It's an undeniable fact that metalcore is a much hated genre in the metal kingdom for various reasons, such as its appeal to teeenagers and its prominent use of breakdowns as well as the use of commercial and even poppy elements by many artists affiliated with the genre. I can sort of follow this, but I, while considering myself a metalhead of the old school, do not belong to the groups of people who reject metalcore releases per se, as I think that there are indeed a number of positive qualities to metalcore music, and I have come across more than a bunch of metalcore bands that I enjoy.
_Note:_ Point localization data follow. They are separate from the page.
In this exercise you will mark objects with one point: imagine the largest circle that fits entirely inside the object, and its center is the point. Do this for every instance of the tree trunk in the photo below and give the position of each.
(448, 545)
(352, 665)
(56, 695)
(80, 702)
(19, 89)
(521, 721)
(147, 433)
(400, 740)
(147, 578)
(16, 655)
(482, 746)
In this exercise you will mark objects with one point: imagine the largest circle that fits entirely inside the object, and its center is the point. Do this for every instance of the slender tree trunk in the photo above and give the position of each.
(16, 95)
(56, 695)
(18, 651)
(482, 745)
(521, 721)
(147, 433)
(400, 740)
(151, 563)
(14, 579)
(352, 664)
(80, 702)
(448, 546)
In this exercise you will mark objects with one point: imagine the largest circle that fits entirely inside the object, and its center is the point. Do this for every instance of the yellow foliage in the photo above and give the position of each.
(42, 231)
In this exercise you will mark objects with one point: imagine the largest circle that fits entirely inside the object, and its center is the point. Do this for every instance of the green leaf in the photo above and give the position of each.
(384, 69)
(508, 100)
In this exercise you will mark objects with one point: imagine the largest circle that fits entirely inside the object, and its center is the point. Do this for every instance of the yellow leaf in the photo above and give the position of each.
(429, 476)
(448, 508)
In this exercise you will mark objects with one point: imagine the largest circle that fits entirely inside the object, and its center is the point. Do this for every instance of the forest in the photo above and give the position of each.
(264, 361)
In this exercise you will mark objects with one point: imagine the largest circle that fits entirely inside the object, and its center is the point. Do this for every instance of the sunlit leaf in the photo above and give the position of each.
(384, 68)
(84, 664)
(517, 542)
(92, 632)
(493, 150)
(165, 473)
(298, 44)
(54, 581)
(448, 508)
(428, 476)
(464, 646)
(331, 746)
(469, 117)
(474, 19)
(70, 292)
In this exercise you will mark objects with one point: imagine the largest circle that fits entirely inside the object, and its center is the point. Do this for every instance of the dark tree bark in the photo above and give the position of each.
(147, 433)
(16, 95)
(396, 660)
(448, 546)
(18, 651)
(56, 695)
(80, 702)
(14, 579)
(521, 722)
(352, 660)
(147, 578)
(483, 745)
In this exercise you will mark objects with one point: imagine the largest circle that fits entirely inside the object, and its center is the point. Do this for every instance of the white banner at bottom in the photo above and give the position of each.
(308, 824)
And so I welcomed the opportunity to check out the latest release by American metalcore act I The Breather – namely, their 2012-release Truth and Purpose.
The music on Truth and Purpose strike me as being pretty typical metalcore, observing all the stylistic features of the metalcore genre – for better and for worse. Thus, most of the tracks are built around breakdown-style groovy riffs in the verses (with the vocals being aggressively yelled), while the choruses are mostly melodic or memorable in some other way. I think that a lot of the verse riffage is pretty cool and definitely very tightly delivered, and I can imagine that metalcore-lovers will find this to be a very positive feature. Personally, I think that, while I admire and enjoy this sort of riffage, I think there is too much of it on the album, and Truth and Purpose is probably going to be one of those albums that I listen to a track at the time. One interesting thing, however, is that I The Breather make use of more atmospheric or melodic guitars overlaid on top of the metalcore grooves, which definitely creates a more voluminous and interesting texture than had they not done that. The parts that I appreciate the most are those that are taken in a more thrashy direction (as in 'Meaning', 'Knights Pawns', and 'Judgement') as well as those that are taken in a more progressive direction. There are a couple of bursts of technicality every now and then, which are a welcome addition to all the metalcorishly groovy riffage, and I also like the more djenty instrumental 'Lunar'.
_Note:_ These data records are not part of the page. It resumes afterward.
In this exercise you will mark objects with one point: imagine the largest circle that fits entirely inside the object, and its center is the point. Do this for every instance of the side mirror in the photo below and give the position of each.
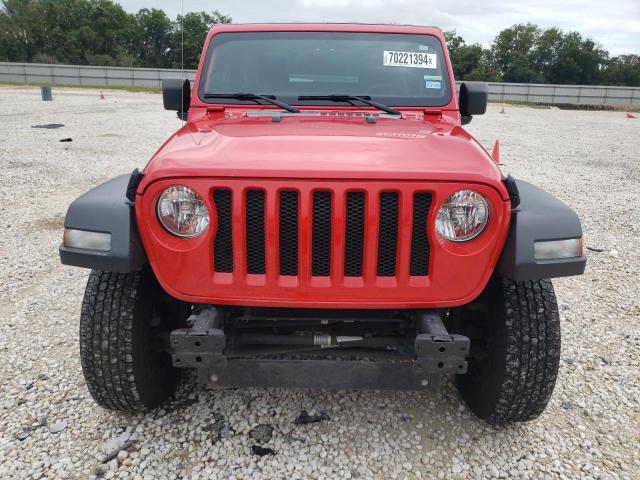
(176, 95)
(472, 100)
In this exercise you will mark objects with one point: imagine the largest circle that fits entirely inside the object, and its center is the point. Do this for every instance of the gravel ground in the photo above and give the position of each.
(50, 428)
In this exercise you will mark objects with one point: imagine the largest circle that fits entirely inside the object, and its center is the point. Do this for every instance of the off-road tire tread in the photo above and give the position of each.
(525, 351)
(532, 351)
(107, 333)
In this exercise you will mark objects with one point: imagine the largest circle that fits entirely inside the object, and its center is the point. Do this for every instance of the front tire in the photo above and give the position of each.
(514, 329)
(124, 361)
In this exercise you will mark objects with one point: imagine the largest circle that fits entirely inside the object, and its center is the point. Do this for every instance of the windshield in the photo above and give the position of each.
(393, 69)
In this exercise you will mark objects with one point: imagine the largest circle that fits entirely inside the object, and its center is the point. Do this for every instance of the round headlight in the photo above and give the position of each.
(462, 216)
(183, 212)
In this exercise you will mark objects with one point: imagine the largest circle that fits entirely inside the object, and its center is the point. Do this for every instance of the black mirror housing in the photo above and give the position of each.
(176, 95)
(472, 100)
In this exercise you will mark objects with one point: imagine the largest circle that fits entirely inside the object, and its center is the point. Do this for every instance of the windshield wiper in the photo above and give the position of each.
(347, 98)
(252, 96)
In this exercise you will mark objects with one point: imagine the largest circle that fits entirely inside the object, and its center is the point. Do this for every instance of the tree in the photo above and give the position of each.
(513, 53)
(152, 38)
(189, 35)
(99, 32)
(470, 62)
(622, 70)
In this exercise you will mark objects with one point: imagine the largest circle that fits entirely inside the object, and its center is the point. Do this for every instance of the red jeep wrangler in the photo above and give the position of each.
(323, 220)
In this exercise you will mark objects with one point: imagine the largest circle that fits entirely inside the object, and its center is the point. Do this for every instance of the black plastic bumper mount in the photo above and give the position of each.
(206, 348)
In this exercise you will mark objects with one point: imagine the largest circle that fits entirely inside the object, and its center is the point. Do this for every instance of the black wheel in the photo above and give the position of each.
(514, 329)
(124, 324)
On the whole, I think that Truth and Purpose is a quite enjoyable album, but it does not strike me as being terribly innovative nor terribly compelling, and to my ears, it does end up being a bit monotonous. Still, I can imagine that those who really love the aesthetics of metalcore, will totally love the way that they are put to use on this album. So, fans of the genre should definitely check it out. Other listeners might want to give it a listen a couple of tracks at the time, because there is too much quality stuff on the album to be ignored simply because it is a metalcore release.